Look for temperatures to fall to about 40 by midnight and only another degree or two overnight.
Wednesday portends a mild start to the weather day with temperatures in the upper 40s, but showers will increase through the morning commute. That scenario sets up a day of showers under cloudy skies.
A southerly wind will increase, making it quite breezy, but those winds will bring in the warmest air of the week as temperatures climb to the low 60s in most places.
Rain will continue at times on Thursday, behind a cold front that passes through at about sunrise that leave the area much cooler.

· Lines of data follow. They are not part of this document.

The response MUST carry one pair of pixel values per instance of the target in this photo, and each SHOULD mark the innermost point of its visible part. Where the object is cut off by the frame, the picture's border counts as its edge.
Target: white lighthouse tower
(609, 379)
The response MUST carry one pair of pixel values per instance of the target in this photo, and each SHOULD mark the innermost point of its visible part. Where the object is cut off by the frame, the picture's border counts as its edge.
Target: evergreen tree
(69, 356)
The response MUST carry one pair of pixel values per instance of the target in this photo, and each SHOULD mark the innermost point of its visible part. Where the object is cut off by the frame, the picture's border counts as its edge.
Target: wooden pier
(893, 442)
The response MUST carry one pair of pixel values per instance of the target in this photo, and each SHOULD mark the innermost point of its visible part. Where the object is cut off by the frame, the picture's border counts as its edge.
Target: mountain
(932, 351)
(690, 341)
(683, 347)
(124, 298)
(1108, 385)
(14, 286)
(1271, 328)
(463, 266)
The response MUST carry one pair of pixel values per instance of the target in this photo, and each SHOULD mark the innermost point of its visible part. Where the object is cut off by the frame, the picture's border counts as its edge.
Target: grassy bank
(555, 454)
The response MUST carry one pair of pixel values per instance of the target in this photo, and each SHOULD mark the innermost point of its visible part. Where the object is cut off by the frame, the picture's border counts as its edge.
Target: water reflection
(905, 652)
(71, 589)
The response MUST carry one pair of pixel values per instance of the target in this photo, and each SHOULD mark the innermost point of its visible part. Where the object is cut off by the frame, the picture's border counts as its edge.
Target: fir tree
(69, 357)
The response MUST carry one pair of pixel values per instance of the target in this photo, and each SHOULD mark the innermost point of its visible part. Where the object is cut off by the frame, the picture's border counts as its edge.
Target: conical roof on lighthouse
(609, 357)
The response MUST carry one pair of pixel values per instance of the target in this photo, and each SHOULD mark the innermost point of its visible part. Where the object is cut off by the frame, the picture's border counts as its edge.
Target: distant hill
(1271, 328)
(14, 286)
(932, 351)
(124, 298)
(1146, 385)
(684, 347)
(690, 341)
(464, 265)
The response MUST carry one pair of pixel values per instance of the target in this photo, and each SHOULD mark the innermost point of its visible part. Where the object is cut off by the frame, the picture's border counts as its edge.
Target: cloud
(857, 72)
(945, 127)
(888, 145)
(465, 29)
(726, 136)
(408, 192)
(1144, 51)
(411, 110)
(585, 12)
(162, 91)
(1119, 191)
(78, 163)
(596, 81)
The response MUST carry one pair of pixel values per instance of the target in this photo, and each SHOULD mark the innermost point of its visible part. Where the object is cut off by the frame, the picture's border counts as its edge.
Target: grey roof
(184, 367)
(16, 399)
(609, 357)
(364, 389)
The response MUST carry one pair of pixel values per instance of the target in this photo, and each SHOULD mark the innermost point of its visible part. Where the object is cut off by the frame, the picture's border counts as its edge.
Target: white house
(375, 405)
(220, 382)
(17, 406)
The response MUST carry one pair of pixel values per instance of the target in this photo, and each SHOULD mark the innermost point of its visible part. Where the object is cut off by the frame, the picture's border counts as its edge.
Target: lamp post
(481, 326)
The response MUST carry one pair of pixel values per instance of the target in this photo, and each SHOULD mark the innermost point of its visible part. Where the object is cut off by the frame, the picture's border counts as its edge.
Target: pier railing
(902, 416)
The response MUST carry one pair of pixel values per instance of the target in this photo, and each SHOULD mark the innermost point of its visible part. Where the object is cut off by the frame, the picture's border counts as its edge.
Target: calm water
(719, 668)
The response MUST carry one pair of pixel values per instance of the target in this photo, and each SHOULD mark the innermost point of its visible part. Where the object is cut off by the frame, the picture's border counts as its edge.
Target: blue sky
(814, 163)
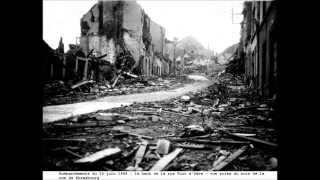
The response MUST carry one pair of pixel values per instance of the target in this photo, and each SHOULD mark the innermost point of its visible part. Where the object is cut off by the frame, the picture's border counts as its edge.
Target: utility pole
(175, 42)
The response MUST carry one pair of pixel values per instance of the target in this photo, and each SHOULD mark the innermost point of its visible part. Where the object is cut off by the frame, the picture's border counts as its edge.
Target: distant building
(260, 45)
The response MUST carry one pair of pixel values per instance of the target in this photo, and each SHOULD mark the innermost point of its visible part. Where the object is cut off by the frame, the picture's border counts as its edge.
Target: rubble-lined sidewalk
(58, 92)
(224, 127)
(60, 112)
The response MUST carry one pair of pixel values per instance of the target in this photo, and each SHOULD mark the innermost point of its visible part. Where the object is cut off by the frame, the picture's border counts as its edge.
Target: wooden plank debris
(209, 141)
(163, 162)
(131, 75)
(229, 159)
(255, 140)
(65, 139)
(140, 153)
(137, 135)
(115, 82)
(99, 155)
(75, 126)
(81, 84)
(72, 153)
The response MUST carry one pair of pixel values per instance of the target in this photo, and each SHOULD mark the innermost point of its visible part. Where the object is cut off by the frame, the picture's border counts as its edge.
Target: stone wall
(113, 27)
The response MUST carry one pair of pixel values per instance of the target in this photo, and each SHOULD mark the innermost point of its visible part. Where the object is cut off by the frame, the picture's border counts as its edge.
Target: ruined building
(260, 45)
(122, 29)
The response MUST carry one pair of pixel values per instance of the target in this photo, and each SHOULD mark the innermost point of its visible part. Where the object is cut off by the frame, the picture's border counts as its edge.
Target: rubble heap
(220, 128)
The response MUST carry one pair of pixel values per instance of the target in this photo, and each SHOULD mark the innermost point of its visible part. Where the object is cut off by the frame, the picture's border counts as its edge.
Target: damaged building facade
(260, 45)
(119, 29)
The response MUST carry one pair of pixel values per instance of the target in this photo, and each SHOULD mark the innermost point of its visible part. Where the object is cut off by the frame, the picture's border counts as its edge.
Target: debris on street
(192, 132)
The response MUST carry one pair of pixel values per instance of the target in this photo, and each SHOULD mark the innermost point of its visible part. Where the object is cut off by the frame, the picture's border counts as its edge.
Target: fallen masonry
(58, 92)
(222, 127)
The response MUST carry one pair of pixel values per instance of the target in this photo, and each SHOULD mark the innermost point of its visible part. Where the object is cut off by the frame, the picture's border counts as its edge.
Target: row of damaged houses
(122, 28)
(257, 56)
(116, 36)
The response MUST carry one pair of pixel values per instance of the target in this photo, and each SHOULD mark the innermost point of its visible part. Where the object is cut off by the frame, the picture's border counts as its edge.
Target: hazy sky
(208, 21)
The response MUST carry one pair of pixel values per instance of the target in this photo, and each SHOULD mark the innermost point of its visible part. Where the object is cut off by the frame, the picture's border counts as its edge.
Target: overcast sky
(208, 21)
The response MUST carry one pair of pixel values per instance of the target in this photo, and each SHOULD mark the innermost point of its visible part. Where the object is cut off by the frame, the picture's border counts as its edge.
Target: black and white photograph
(158, 85)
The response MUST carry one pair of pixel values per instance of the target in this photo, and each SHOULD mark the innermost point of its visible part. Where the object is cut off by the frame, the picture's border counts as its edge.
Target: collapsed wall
(120, 28)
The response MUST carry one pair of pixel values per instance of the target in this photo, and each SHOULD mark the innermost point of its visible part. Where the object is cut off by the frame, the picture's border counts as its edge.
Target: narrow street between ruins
(59, 112)
(160, 86)
(195, 131)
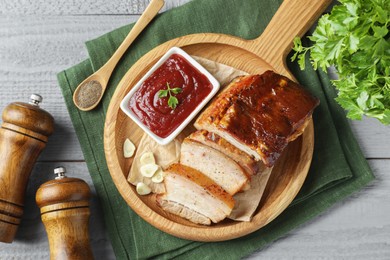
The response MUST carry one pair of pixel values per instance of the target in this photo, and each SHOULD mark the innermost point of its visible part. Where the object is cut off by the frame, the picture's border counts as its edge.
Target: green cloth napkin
(338, 168)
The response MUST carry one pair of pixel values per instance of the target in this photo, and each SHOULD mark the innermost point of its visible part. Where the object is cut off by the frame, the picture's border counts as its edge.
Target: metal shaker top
(28, 118)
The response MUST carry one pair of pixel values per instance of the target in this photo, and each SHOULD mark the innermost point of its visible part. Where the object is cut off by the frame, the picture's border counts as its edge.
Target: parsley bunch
(355, 39)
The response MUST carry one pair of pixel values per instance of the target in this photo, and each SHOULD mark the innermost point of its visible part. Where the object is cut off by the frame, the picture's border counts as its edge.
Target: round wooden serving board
(268, 51)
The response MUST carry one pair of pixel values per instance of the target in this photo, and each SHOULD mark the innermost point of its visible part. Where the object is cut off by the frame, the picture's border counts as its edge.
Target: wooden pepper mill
(64, 204)
(23, 135)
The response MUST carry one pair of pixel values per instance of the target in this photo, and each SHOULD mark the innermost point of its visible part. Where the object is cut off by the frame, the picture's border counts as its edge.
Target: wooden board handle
(293, 18)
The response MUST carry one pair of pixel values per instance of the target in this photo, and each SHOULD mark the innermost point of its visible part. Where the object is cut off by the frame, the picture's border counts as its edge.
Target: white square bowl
(125, 102)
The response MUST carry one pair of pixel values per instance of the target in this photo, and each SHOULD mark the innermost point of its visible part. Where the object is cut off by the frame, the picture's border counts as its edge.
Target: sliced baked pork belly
(214, 164)
(259, 114)
(247, 162)
(192, 195)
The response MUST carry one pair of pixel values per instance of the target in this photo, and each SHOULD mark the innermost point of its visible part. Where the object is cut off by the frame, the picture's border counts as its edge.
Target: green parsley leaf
(162, 93)
(354, 38)
(172, 100)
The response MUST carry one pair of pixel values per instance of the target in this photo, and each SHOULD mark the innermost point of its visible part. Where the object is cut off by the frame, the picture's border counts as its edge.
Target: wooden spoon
(89, 93)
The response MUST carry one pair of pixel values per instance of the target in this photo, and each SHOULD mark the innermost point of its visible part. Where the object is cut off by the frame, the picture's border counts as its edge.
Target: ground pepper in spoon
(89, 93)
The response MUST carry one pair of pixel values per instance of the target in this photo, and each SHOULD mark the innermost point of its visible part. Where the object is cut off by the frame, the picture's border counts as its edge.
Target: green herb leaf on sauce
(172, 100)
(354, 38)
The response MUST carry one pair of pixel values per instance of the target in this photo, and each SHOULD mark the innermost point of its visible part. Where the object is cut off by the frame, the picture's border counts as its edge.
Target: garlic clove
(158, 176)
(128, 149)
(143, 189)
(148, 170)
(147, 158)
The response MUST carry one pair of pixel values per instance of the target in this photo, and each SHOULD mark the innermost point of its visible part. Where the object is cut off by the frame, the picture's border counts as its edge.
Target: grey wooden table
(40, 38)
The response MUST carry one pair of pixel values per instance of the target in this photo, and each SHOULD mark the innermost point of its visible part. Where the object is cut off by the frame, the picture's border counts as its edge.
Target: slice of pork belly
(259, 114)
(247, 162)
(214, 164)
(192, 195)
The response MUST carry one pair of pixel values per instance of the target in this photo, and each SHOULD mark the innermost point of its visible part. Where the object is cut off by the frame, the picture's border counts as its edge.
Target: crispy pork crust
(259, 114)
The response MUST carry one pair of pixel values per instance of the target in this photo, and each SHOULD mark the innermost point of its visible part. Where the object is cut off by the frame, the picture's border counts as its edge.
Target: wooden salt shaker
(23, 135)
(64, 204)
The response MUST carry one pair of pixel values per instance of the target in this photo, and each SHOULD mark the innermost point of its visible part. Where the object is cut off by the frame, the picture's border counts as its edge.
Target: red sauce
(153, 111)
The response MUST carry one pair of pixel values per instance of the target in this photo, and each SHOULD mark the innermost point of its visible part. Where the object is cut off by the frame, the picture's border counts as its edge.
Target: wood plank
(33, 49)
(357, 228)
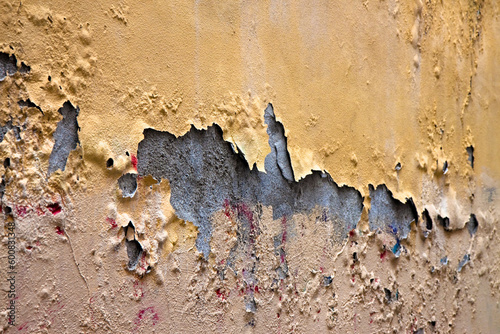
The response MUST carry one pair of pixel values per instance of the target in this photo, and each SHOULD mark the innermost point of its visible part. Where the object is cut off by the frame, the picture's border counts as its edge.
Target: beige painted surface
(359, 87)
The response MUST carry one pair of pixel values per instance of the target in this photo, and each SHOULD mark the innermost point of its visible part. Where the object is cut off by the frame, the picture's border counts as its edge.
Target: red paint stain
(227, 209)
(383, 254)
(55, 208)
(133, 160)
(112, 222)
(39, 211)
(224, 295)
(21, 210)
(352, 233)
(59, 230)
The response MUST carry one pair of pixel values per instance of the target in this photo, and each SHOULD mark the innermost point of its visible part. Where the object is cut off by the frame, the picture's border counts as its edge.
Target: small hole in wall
(470, 152)
(445, 167)
(427, 219)
(445, 222)
(472, 224)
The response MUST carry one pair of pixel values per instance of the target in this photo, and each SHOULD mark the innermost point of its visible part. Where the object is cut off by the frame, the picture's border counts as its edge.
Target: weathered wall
(224, 166)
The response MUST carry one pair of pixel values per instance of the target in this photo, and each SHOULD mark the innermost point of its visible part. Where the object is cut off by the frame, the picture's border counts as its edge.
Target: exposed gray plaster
(204, 172)
(65, 137)
(128, 184)
(390, 215)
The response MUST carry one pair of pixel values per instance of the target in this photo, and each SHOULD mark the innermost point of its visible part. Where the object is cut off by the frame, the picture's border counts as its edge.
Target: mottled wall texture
(274, 166)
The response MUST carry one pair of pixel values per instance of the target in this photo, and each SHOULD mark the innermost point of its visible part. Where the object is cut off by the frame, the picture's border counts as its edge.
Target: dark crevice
(204, 172)
(8, 65)
(472, 224)
(65, 137)
(427, 219)
(6, 128)
(444, 222)
(28, 104)
(470, 152)
(134, 248)
(390, 215)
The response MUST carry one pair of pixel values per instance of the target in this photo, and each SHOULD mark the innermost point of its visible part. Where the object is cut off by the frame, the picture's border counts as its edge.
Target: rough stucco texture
(257, 167)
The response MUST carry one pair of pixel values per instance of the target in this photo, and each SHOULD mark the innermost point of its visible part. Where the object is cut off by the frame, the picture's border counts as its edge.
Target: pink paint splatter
(59, 230)
(222, 294)
(138, 291)
(39, 211)
(283, 239)
(133, 160)
(55, 208)
(112, 222)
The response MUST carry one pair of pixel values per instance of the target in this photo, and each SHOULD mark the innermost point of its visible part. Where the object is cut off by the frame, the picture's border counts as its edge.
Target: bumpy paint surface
(267, 167)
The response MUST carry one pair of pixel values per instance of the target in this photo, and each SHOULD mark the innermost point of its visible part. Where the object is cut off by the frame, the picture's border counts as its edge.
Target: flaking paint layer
(395, 101)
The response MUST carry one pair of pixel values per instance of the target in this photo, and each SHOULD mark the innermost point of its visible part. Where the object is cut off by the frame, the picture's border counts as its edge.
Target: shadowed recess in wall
(65, 137)
(390, 215)
(205, 172)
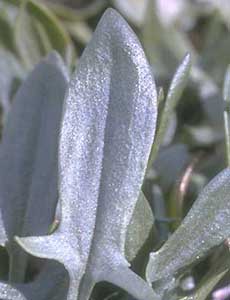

Temperatures likely to stay in the low to mid-40s all day will gradually drop into and through the 30s by Thursday night with rain changing to snow -- first in the northwest portion of the region.
Most computer forecast models have the region cold enough for snow all day Friday, but one model has the region still warm enough for rain until late in the day.
For that reason, there's a chance for morning rain southeast will change to snow But for the areas north and west of Dayton, and likely including the Dayton area, it will be mainly snow.
How much? It's still too difficult to say as of Monday evening, but light accumulations are a good possibility.
Temperatures will hold in the lower 30s all day then drop into the 20s by Friday night.
Road conditions could be an issue on Friday. The midweek warmth could provide a scenario where the roads are in good shape throughout the day but start to get slick Friday night after the sun sets. Snow will taper Friday night.
Saturday, early clouds will give way to sun but it will be cold as temperatures reach only into the upper 20s.
Simpson said the Storm Center 7 crew is watching a system that most likely arrives Sunday night and could potentially bring snow that could impact the Monday morning commute.
The region may warm up enough Monday to change the snow to rain depending on the track of the system, Simpson said.